Question

Christine has always been weak in mathematics. Based on her performance prior to the final exam in Calculus, there is a 63% chance that she will fail the course if she does not have a tutor. With a tutor, her probability of failing decreases to 33%. There is only a 73% chance that she will find a tutor at such short notice. a. What is the probability that Christine fails the course? (Round your answer to 4 decimal places.) b. Christine ends up failing the course. What is the probability that she had found a tutor? (Round your answer to 4 decimal places.)

Answer 1

Answer:

(a) The probability that Christine fails the course is 0.411.

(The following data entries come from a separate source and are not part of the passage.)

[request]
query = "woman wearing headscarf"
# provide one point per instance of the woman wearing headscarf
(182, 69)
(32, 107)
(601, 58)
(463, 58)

(b) The probability that Christine finds a tutor given that she fails the course is 0.586.

Step-by-step explanation:

Let the events be:

X = Christine fails the course.

Y = Christine finds a tutor.

Given:

$P(X|Y)=0.33\\P(X|Y^{c})=0.63\\P(Y)=0.73$

(a)

Compute the probability that Christine fails the course as follows:

$P(X)=P(X|Y)P(Y)+P(X|Y^{c})P(Y^{c})\\=(0.33\times0.73)+(0.63\times[1-0.73])\\=0.411$

Thus, the probability that Christine fails the course is 0.411.

(b)

Compute the probability that Christine finds a tutor given that she fails the course as follows:

$P(Y|X)=\frac{P(X|Y)P(Y)}{P(X)}=\frac{0.33\times 0.73}{0.411}= 0.586$

Thus, the probability that Christine finds a tutor given that she fails the course is 0.586.